Why You Should Read: I believe screenplays are evolving. With the advances of technology in the last couple of decades such as the internet, computers, ipads, smartphones, etc, screenplays can be more than words on paper, they can be visual and even interactive experiences. I’m not the first and I won’t be the last person to integrate artwork into my screenplay, but I think this approach, if done right, can add a lot of value to a project. Integrated artwork is just the tip of the iceberg though. I believe soon people will be adding a lot more elements, such as photo references, storyboards, video, sound effects, music, and other audio-visual components embedded into their scripts. The possibilities are endless.

However, I know that my view on things is going to be vastly unpopular right now. I think most people will have an old school attitude and believe that writers should write, leaving the fancy bells and whistles to someone else.

With that said, I do believe nothing is more important than the words themselves. Above all else, I hope my script is judged on the words, not the images. Everything else I’ve added is just a bonus.

Title: Sarah’s Getting Married
Genre: Comedy
Logline: Harry, wrongfully accused of embezzlement, escapes from prison in order to get to his daughter’s wedding and walk her down the aisle.
Why You Should Read: Concept is king. It’s something we’ve all heard, and I feel this script has a great concept that can really sell. This is an idea that I’ve had for years, and it has gone through many changes. But I finally came up with a good, fun way to tell this story and I want to share it with everyone who is willing to take a look at it. Besides, who doesn’t like a good comedy that has heart?

Title: Lifeline
Genre: Dramedy
Logline: A womanizing dockworker is forced to take in his estranged, brain-injured father after the old guy is ousted from a nursing home.
Why You Should Read: I’ve placed my story in the port city of Halifax, Nova Scotia because I wanted the setting to set the tone of the script and influence the characters.

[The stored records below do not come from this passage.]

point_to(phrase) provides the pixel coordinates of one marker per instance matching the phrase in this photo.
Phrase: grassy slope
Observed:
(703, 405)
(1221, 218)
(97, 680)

It’s a “relationship” dramedy that’s fun and poignant and has a lot of heart (I hope!) Sorry, no guns, explosions or time travel. I’ll save that for the rewrite!

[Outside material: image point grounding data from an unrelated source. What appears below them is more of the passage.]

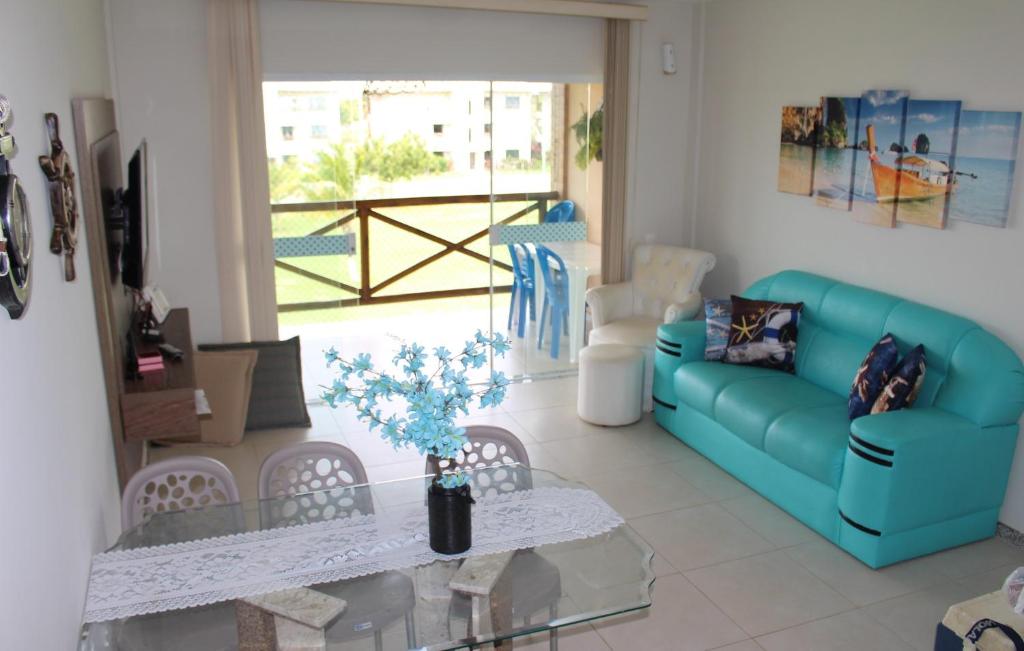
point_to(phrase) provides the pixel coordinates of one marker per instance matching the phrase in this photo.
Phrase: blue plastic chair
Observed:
(556, 297)
(523, 286)
(560, 212)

Title: THE PINSTRIPED PRIMATES
Genre: Family
Logline: Three talking gorillas escape from captivity and enter the world of professional wrestling. The two older brothers – managed by the intellectual younger brother – take a run at the tag-team championship.
Why You Should Read: It’s something different for both of us. For me, it’s a shot at lighter writing. For you, it’s a chance to escape from the usual AOW ghetto of contained thrillers, gross-out comedies, and derivative horror. Have you ever reviewed an amateur Family screenplay? — Also, this script Quarterfinaled in the 2014 Fresh Voices contest. This is intended as live action with latex makeup, like the original Planet Of The Apes – not animation.